Anime Expo spoke about the long wait times and after Thursday implemented new ways to try to reduce the wait to get in. It worked, and I’m not sure what they did (heard rumors that they let people in ridiculously early, like 6 a.m.), but the wait times to enter the convention hall did improve. However, the lines getting into events could have been handled better. The lines for general attendees to get into panels sounded nightmarish, according to friends of mine. They were unorganized and would quickly turn into a free-for-all about who would get in. Nothing too crazy happened from what I heard, but it caused lines to get capped promptly. For general attendees, getting into the big panels wasn’t always guaranteed, which made the event a lot more stressful than it should have been. I hope next year Anime Expo looks into more ways to make lining up for panels less stressful, and whether that means more staff or more training I’m down, because it’s certainly something that couldn’t hurt to alleviate those issues.

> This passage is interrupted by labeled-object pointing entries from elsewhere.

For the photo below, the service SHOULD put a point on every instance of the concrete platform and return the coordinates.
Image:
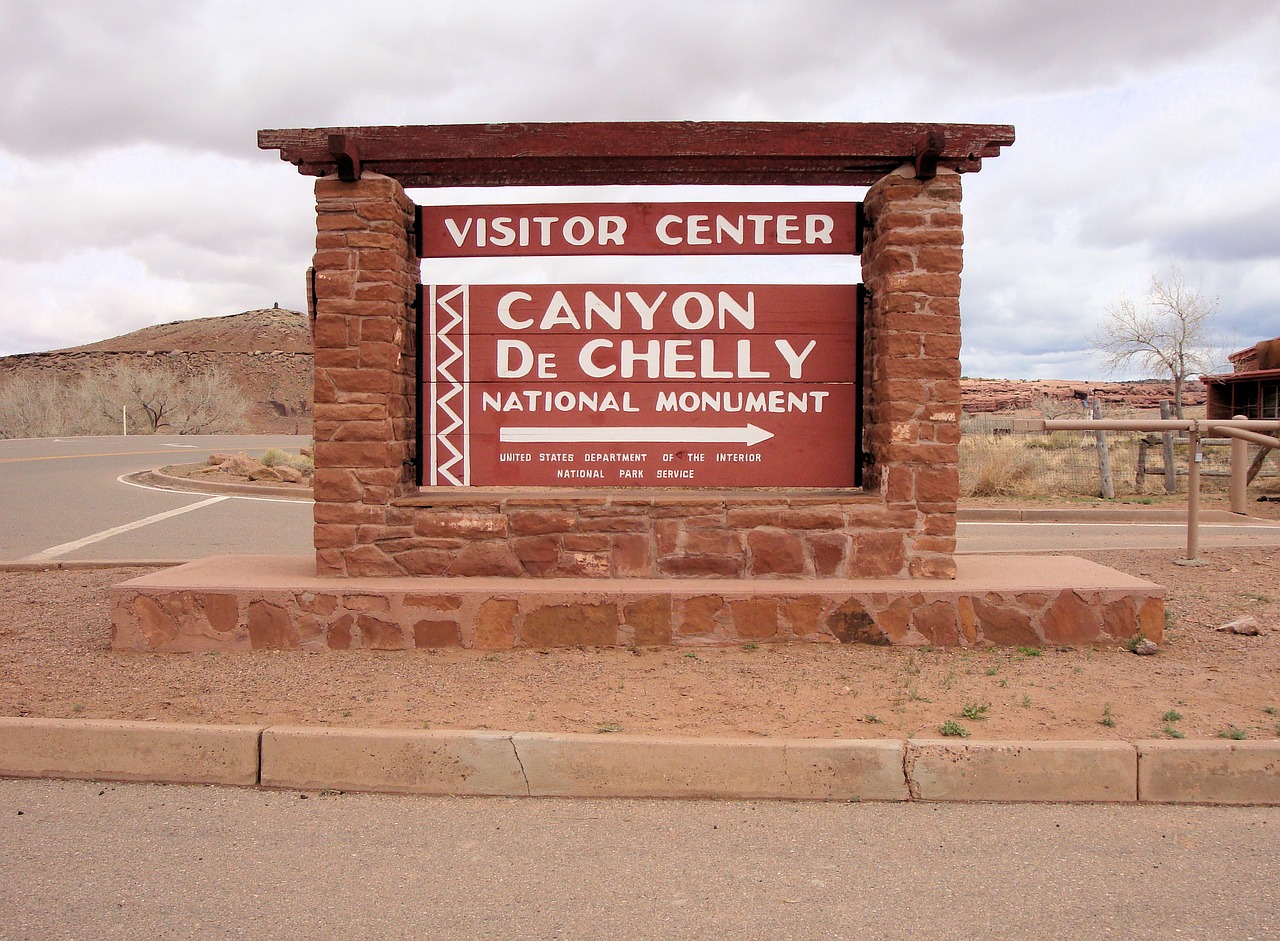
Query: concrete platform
(273, 602)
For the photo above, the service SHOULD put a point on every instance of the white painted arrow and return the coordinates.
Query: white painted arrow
(617, 435)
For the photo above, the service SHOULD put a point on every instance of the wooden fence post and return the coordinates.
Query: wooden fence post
(1109, 489)
(1166, 411)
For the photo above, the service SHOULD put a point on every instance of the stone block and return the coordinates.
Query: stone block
(775, 552)
(567, 625)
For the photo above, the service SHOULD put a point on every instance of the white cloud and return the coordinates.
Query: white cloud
(132, 192)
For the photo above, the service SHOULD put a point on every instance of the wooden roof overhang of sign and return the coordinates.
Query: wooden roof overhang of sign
(664, 152)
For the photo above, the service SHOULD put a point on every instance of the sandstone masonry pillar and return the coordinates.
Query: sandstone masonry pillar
(366, 275)
(912, 260)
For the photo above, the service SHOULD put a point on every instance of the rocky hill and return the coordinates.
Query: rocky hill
(268, 355)
(265, 352)
(1013, 394)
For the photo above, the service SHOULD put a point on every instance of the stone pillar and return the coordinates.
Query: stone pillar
(366, 275)
(912, 260)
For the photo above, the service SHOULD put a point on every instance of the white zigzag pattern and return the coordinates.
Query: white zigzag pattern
(444, 402)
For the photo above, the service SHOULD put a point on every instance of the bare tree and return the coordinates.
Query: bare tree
(155, 398)
(1166, 333)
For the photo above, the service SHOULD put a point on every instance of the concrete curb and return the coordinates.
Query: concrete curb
(72, 565)
(471, 763)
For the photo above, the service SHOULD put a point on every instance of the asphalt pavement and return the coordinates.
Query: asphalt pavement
(68, 499)
(87, 860)
(65, 499)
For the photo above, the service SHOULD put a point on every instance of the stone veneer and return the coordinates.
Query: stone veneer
(252, 603)
(371, 520)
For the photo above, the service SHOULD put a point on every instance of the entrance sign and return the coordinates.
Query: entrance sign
(671, 228)
(641, 386)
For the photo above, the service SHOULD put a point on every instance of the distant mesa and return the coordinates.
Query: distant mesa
(1013, 394)
(265, 352)
(268, 353)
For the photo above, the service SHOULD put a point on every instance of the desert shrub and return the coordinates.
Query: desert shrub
(273, 457)
(995, 466)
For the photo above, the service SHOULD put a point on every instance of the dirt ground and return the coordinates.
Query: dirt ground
(55, 662)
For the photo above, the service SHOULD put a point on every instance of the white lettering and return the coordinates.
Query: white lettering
(456, 233)
(504, 316)
(506, 347)
(794, 360)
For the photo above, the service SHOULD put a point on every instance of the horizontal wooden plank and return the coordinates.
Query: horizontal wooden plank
(640, 228)
(732, 434)
(598, 309)
(609, 360)
(589, 152)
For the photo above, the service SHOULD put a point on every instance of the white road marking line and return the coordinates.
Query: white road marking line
(124, 479)
(117, 530)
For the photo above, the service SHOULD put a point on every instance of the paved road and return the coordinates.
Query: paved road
(62, 490)
(1078, 537)
(63, 498)
(154, 862)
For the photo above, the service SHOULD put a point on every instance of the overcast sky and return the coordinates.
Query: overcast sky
(132, 191)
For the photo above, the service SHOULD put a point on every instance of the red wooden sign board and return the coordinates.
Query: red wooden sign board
(668, 228)
(640, 386)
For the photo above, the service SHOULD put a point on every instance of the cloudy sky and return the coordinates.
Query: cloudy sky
(132, 191)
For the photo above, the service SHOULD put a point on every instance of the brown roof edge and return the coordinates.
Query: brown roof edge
(549, 154)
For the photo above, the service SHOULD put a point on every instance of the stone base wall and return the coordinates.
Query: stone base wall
(251, 603)
(641, 535)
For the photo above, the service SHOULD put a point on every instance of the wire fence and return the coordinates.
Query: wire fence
(996, 461)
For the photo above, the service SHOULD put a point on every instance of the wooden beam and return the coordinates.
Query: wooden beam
(844, 154)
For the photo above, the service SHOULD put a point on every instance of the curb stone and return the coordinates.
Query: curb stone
(471, 763)
(114, 750)
(1208, 772)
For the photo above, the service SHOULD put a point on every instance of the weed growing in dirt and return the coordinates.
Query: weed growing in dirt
(1132, 644)
(1107, 718)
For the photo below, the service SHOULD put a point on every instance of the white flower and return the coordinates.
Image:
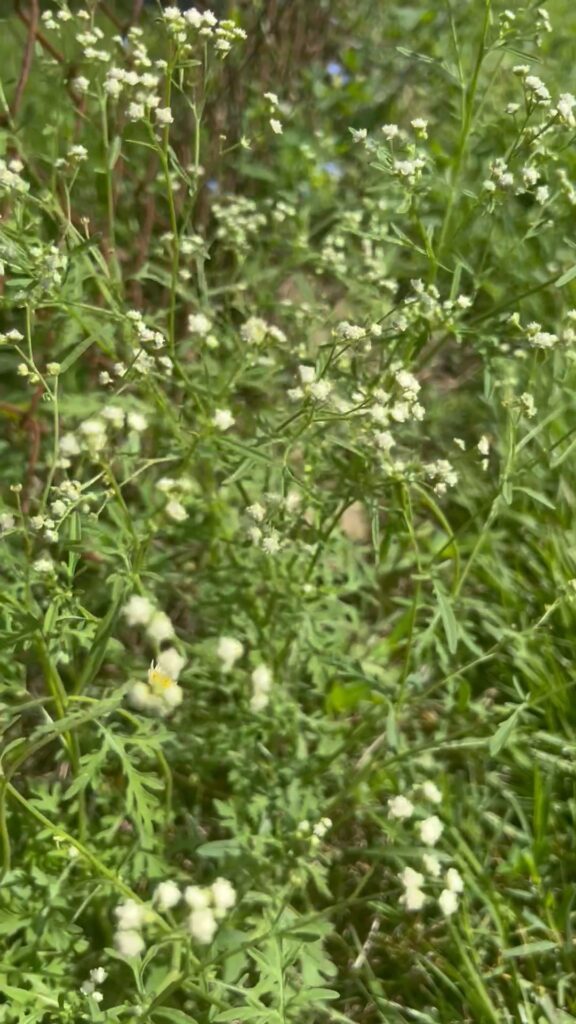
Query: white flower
(202, 925)
(81, 85)
(411, 879)
(78, 153)
(44, 564)
(254, 330)
(272, 543)
(400, 807)
(175, 510)
(256, 512)
(197, 898)
(306, 374)
(160, 627)
(229, 650)
(141, 698)
(389, 131)
(199, 324)
(448, 902)
(432, 864)
(130, 914)
(135, 112)
(129, 943)
(138, 610)
(167, 895)
(454, 881)
(261, 683)
(223, 895)
(114, 415)
(222, 419)
(164, 116)
(432, 793)
(171, 697)
(170, 662)
(413, 898)
(430, 829)
(261, 678)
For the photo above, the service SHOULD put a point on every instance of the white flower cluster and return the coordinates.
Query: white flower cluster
(208, 904)
(315, 833)
(145, 335)
(10, 179)
(222, 34)
(53, 19)
(414, 896)
(261, 684)
(175, 492)
(130, 920)
(88, 987)
(537, 338)
(7, 522)
(160, 694)
(201, 326)
(141, 611)
(93, 434)
(239, 221)
(441, 474)
(230, 650)
(430, 829)
(261, 531)
(311, 386)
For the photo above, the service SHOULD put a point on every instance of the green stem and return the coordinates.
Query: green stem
(467, 103)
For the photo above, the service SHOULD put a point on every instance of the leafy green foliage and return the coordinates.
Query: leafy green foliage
(287, 540)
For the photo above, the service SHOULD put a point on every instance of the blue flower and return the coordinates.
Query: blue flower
(332, 169)
(335, 70)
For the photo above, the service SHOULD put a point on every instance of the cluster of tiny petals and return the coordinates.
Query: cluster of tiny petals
(429, 828)
(222, 34)
(88, 987)
(208, 906)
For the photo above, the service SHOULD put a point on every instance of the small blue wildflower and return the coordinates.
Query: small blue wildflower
(335, 70)
(332, 169)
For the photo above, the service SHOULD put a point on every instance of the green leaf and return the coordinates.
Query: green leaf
(448, 617)
(505, 729)
(566, 278)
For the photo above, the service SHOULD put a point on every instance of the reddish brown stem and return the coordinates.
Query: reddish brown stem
(32, 22)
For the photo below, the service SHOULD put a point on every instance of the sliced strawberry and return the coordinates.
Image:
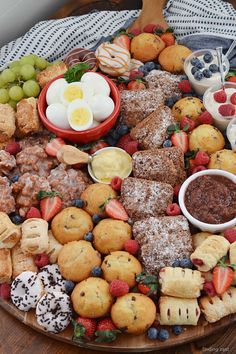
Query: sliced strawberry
(50, 204)
(115, 210)
(123, 41)
(54, 146)
(180, 139)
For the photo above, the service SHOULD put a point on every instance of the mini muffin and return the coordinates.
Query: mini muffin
(71, 224)
(190, 107)
(223, 160)
(95, 196)
(110, 235)
(146, 47)
(77, 259)
(133, 313)
(121, 265)
(206, 138)
(172, 58)
(91, 298)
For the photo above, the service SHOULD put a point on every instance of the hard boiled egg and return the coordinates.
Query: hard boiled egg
(76, 90)
(101, 106)
(99, 84)
(79, 115)
(56, 113)
(54, 91)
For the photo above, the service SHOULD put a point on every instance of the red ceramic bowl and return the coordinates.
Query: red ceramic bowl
(87, 135)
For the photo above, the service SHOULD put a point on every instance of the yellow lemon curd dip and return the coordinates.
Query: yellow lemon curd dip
(110, 163)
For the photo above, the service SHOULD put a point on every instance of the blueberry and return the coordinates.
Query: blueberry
(152, 333)
(96, 218)
(207, 73)
(150, 65)
(167, 143)
(88, 236)
(186, 263)
(208, 57)
(198, 75)
(214, 68)
(16, 219)
(163, 335)
(177, 330)
(176, 263)
(79, 203)
(14, 178)
(96, 271)
(69, 286)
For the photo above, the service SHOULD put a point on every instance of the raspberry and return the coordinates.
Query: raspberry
(230, 234)
(184, 86)
(205, 118)
(201, 158)
(131, 246)
(116, 183)
(41, 260)
(233, 98)
(220, 96)
(209, 288)
(173, 209)
(118, 288)
(13, 148)
(5, 291)
(33, 213)
(131, 147)
(226, 110)
(185, 121)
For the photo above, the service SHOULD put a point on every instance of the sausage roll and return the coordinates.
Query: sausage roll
(34, 236)
(21, 262)
(174, 311)
(54, 248)
(211, 250)
(9, 232)
(5, 265)
(181, 282)
(214, 308)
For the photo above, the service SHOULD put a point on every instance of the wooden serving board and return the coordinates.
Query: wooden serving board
(125, 343)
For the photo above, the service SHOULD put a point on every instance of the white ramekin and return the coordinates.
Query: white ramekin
(199, 224)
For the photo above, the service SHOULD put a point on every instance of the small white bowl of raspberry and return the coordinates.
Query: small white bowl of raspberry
(221, 103)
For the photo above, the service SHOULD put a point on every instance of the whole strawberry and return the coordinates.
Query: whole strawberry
(84, 327)
(106, 331)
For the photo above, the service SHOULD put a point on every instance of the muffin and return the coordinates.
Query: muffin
(146, 47)
(121, 265)
(190, 107)
(110, 235)
(91, 298)
(172, 58)
(95, 196)
(134, 313)
(77, 259)
(206, 138)
(223, 160)
(71, 224)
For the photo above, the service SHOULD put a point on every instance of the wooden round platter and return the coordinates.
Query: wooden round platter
(124, 343)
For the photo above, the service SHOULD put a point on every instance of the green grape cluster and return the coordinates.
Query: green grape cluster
(19, 79)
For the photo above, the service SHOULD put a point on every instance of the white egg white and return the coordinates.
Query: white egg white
(101, 106)
(54, 91)
(56, 113)
(99, 84)
(76, 90)
(79, 124)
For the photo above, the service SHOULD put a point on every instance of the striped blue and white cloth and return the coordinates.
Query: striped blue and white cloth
(197, 24)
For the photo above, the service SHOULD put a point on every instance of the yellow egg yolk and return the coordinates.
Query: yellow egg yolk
(80, 116)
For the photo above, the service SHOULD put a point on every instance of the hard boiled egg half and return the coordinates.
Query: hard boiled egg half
(80, 116)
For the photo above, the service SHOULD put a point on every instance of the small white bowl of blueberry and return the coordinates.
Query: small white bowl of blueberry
(202, 69)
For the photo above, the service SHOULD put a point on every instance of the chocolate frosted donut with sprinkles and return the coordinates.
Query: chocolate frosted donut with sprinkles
(53, 312)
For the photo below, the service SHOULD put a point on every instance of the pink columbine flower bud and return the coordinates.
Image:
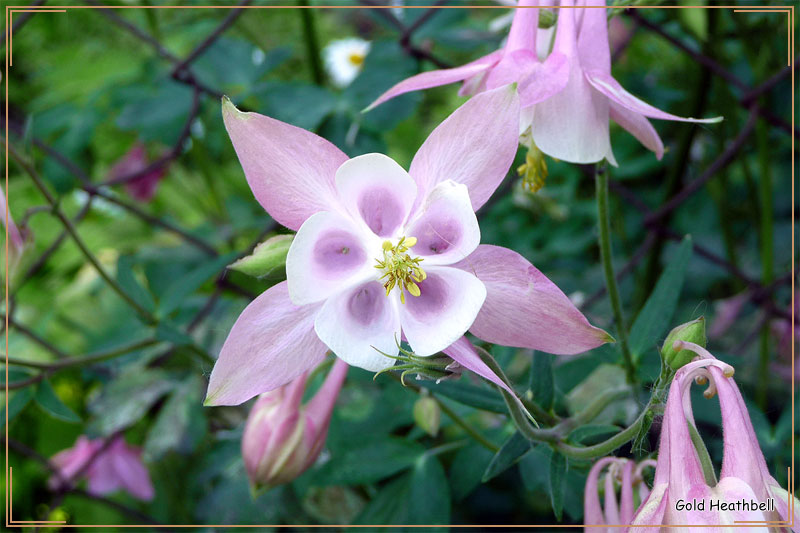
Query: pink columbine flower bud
(15, 240)
(144, 187)
(282, 437)
(571, 92)
(107, 468)
(681, 495)
(622, 473)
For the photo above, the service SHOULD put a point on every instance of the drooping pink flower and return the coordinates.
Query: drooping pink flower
(282, 438)
(382, 254)
(567, 99)
(135, 160)
(115, 467)
(679, 477)
(614, 511)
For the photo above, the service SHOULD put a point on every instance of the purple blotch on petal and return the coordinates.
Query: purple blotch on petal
(381, 211)
(337, 252)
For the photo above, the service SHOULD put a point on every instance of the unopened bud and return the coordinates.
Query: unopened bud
(428, 415)
(283, 438)
(266, 257)
(694, 331)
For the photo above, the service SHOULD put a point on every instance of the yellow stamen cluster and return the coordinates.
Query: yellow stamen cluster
(534, 171)
(356, 59)
(400, 269)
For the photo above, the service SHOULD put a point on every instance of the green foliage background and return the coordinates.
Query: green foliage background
(84, 86)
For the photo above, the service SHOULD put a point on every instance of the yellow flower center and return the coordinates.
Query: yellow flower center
(356, 59)
(400, 269)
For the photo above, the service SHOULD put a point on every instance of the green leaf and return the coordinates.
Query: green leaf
(541, 379)
(131, 285)
(655, 316)
(49, 401)
(180, 423)
(168, 332)
(16, 403)
(266, 257)
(555, 487)
(420, 497)
(593, 433)
(126, 400)
(369, 463)
(471, 395)
(510, 452)
(467, 469)
(190, 282)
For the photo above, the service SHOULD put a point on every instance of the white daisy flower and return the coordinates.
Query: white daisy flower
(344, 59)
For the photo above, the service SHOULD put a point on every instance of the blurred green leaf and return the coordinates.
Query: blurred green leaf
(177, 293)
(126, 400)
(49, 401)
(468, 394)
(16, 403)
(180, 423)
(654, 318)
(510, 452)
(370, 463)
(131, 286)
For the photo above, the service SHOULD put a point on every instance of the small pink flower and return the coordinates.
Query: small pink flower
(614, 511)
(567, 99)
(679, 476)
(383, 254)
(144, 187)
(117, 467)
(282, 438)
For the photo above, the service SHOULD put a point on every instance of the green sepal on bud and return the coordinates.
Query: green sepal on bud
(428, 415)
(266, 257)
(694, 331)
(546, 19)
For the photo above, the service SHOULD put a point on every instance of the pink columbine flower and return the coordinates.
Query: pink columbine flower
(382, 254)
(679, 476)
(283, 438)
(568, 98)
(135, 160)
(614, 511)
(115, 467)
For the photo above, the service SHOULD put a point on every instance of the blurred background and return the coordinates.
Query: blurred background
(117, 112)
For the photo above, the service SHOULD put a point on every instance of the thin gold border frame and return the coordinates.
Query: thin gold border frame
(10, 10)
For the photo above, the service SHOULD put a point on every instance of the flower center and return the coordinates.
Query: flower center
(356, 59)
(400, 269)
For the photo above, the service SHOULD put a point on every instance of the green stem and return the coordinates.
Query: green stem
(766, 227)
(74, 234)
(607, 446)
(702, 454)
(312, 44)
(471, 431)
(86, 360)
(604, 228)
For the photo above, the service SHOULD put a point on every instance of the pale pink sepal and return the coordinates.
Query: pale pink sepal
(525, 309)
(271, 343)
(290, 170)
(475, 146)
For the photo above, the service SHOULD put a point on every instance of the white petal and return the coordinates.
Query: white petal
(377, 191)
(357, 323)
(446, 228)
(328, 254)
(448, 303)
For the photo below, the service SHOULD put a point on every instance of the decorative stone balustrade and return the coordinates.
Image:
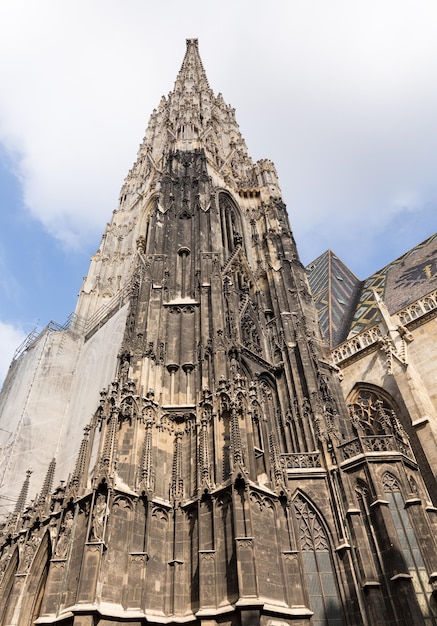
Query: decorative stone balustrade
(301, 460)
(374, 443)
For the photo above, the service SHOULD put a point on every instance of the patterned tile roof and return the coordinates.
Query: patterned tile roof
(346, 306)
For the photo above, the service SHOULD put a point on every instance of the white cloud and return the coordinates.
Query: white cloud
(11, 338)
(341, 96)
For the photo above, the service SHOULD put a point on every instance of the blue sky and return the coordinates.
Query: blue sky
(341, 95)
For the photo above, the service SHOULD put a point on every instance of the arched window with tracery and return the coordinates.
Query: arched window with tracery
(320, 575)
(410, 547)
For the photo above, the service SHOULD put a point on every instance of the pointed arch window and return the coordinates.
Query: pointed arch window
(319, 571)
(410, 547)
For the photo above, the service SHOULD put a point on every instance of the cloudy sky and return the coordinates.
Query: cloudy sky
(341, 95)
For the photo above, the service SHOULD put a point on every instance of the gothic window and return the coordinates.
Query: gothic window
(319, 572)
(410, 547)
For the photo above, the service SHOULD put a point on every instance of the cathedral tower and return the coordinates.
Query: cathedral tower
(221, 478)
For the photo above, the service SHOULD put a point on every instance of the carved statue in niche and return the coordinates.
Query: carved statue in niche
(98, 524)
(64, 538)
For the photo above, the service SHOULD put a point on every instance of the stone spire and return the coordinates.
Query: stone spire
(190, 118)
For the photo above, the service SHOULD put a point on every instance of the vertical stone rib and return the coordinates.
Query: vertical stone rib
(21, 502)
(146, 461)
(81, 458)
(48, 483)
(177, 480)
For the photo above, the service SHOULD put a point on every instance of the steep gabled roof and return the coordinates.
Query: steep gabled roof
(335, 289)
(346, 306)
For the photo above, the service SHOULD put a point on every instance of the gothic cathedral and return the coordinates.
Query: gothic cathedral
(212, 472)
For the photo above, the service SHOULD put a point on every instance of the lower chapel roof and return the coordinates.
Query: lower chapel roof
(347, 306)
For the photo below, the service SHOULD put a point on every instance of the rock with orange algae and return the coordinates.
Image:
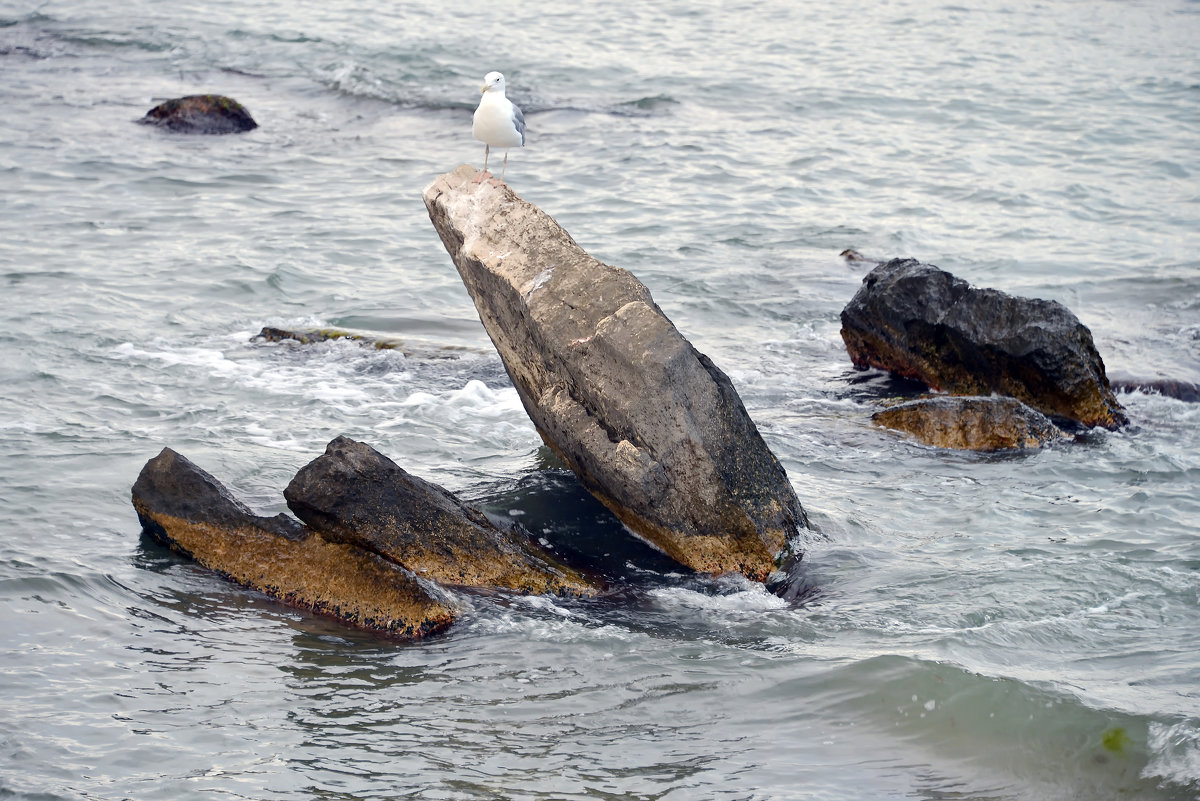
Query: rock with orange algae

Depending on what kind of badge you got at Anime Expo, your experience might have been drastically different. I didn’t have a massive problem with lines (besides a long wait on Thursday to get in), so my feelings would be different from those who did. I do wish clearing rooms were easier (and less crowded), but I understand that with the number of people who go these types of problems will happen (Anime Expo reported 350-thousand people attended through a press release). I hope they improve, as Anime Expo has become an excellent tradition for me. I always get excited to attend each year and find the atmosphere fun. Plus, add in all the premieres and industry panels, and it gives people like myself a ton of content. I wish I could’ve attended a few more fun panels (besides the Chillin’ with Voice Actors and Little Witch Academia panel). It made me feel like I didn’t get to relax and just enjoy where I was due to all the work Toonami Faithful did. I overall enjoyed my time at the convention, but I hope that some changes happen to make it even better for everyone who attends. Because while I enjoyed my time, I want everyone to feel that the trip was an amazing experience.